24 & 25 juillet 2022

Les Tanzmatten, Sélestat (67)

Orga : Association Zone 51


2 jours. 3 verres de soft. 4 verres de Gewurztraminer. 6 pintes. 8 bretzels. 12 concerts vus. 27 groupes à l’affiche. 34°C au compteur. Des verres d’eau à foison. Des dizaines de pogos dégoulinant de sueur. Des dizaines et des dizaines de slameurs au-dessus de nos têtes. Des centaines de sourires jusqu’aux oreilles. Des centaines et des centaines de « doigts de metal » en l’air. Des milliers d’étoiles dans les yeux.


Voilà le festival que j’ai vécu. Un festival metal à taille humaine, généreux, où le partage et la transmission intergénérationnelle d’une même passion pour la musique extrême chère à nos cœurs, ont fait loi pendant 2 jours.

Vous n’imaginez pas combien j’ai été ravie de pouvoir retrouver à nouveau la ville qui m’a vu naître ! L’endroit idéal pour écouter ce qui me fait vibrer et m’accompagne chaque jour.


Mais avant de vous en dire un peu plus, il faut que je vous parle des organisateurs ;-)

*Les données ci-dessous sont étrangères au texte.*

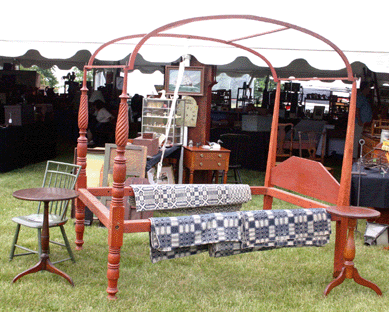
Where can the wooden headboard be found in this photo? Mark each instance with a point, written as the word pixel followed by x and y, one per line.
pixel 306 177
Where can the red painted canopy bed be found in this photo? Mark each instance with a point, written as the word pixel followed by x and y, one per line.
pixel 303 176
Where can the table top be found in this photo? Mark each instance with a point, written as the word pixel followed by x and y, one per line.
pixel 45 194
pixel 201 149
pixel 353 212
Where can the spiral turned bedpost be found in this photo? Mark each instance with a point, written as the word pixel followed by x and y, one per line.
pixel 82 145
pixel 115 229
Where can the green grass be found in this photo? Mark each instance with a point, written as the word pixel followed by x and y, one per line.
pixel 277 280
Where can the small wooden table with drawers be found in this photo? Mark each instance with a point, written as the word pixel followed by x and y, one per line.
pixel 198 158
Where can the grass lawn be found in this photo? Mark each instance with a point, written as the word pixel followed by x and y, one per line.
pixel 278 280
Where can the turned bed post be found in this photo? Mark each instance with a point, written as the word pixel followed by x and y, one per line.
pixel 82 145
pixel 116 213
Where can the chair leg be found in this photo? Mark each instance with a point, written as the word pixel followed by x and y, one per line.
pixel 15 240
pixel 65 238
pixel 235 176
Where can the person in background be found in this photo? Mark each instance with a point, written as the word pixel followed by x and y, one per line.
pixel 363 115
pixel 100 122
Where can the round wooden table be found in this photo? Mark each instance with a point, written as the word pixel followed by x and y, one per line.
pixel 351 214
pixel 46 195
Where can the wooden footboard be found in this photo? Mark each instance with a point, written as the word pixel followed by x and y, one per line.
pixel 306 177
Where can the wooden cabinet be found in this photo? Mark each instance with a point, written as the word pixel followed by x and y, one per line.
pixel 199 158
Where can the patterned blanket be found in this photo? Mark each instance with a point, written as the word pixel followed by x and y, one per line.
pixel 230 233
pixel 190 198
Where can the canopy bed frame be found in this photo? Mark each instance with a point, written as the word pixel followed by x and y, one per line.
pixel 303 176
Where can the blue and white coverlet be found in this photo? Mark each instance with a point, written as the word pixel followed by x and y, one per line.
pixel 230 233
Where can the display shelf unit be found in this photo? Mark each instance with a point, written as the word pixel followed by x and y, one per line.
pixel 339 106
pixel 155 115
pixel 221 100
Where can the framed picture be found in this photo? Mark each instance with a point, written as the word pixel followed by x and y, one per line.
pixel 192 81
pixel 94 169
pixel 318 112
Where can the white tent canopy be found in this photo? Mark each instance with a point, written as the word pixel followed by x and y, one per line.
pixel 65 44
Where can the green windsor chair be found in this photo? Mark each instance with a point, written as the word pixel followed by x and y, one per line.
pixel 57 174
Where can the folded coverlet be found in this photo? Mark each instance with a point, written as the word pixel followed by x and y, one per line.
pixel 190 198
pixel 230 233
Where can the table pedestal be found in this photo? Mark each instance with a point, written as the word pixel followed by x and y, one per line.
pixel 350 215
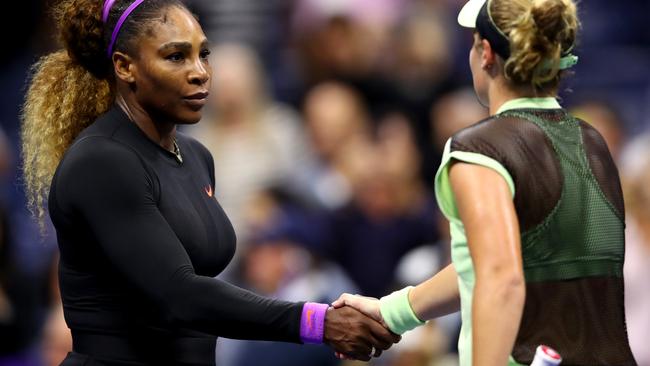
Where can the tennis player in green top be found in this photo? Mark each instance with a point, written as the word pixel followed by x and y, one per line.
pixel 534 203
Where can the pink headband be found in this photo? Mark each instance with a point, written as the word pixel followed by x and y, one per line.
pixel 107 8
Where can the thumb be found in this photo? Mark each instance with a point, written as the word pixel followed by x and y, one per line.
pixel 341 301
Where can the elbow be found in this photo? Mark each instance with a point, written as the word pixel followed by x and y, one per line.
pixel 507 283
pixel 181 302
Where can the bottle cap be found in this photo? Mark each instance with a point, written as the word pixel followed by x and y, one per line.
pixel 546 356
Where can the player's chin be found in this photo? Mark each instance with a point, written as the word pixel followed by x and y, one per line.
pixel 189 116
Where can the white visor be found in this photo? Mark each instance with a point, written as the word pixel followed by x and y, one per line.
pixel 469 13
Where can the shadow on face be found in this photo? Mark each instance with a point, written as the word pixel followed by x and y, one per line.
pixel 169 74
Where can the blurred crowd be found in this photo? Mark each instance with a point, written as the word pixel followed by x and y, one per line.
pixel 327 122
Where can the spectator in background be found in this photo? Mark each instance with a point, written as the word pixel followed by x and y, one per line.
pixel 390 213
pixel 284 260
pixel 635 176
pixel 336 120
pixel 255 141
pixel 604 118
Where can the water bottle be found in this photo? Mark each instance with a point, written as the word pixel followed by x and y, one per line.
pixel 546 356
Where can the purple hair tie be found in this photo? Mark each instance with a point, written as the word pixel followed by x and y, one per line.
pixel 121 21
pixel 107 9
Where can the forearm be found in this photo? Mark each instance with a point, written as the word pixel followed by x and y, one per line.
pixel 219 308
pixel 437 296
pixel 496 313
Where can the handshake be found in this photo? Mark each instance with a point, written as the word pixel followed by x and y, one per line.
pixel 355 328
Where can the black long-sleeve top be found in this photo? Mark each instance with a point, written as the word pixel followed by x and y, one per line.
pixel 141 238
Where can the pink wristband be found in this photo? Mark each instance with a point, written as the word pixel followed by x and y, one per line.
pixel 312 323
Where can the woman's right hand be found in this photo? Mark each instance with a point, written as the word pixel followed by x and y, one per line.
pixel 353 334
pixel 367 305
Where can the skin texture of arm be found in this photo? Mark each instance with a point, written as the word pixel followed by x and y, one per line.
pixel 487 211
pixel 436 296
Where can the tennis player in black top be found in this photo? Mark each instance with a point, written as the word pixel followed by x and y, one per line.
pixel 140 233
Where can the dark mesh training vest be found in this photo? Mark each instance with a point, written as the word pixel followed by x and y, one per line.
pixel 570 207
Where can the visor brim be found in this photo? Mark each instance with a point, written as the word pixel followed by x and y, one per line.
pixel 469 13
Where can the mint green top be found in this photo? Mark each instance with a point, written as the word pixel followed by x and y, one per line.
pixel 461 258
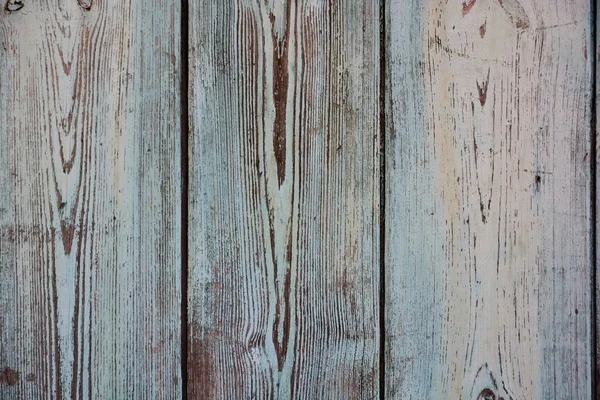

Un petit tour d’horizon sur l’asso Zone 51

Depuis 1998, Zone 51 travaille avec acharnement à défendre une offre culturelle riche, accessible à tous, au travers de formations, filages, conférences, résidences, sensibilisation sur les risques auditifs, etc…


L’asso cherche à dynamiser des lieux, en Alsace, pour apporter échanges et partages autour des pratiques musicales de divers horizons : c’est ainsi qu’elle organise plusieurs événements tout au long de l’année, avec des esthétiques éclectiques pour rassembler le plus grand nombre. En diffusant du rock, métal, musiques électroniques, reggae, hip-hop, musiques du monde, elle favorise l’accès à la culture à tous, en allant jusqu’à délocaliser certains de ces spectacles en zone rurale.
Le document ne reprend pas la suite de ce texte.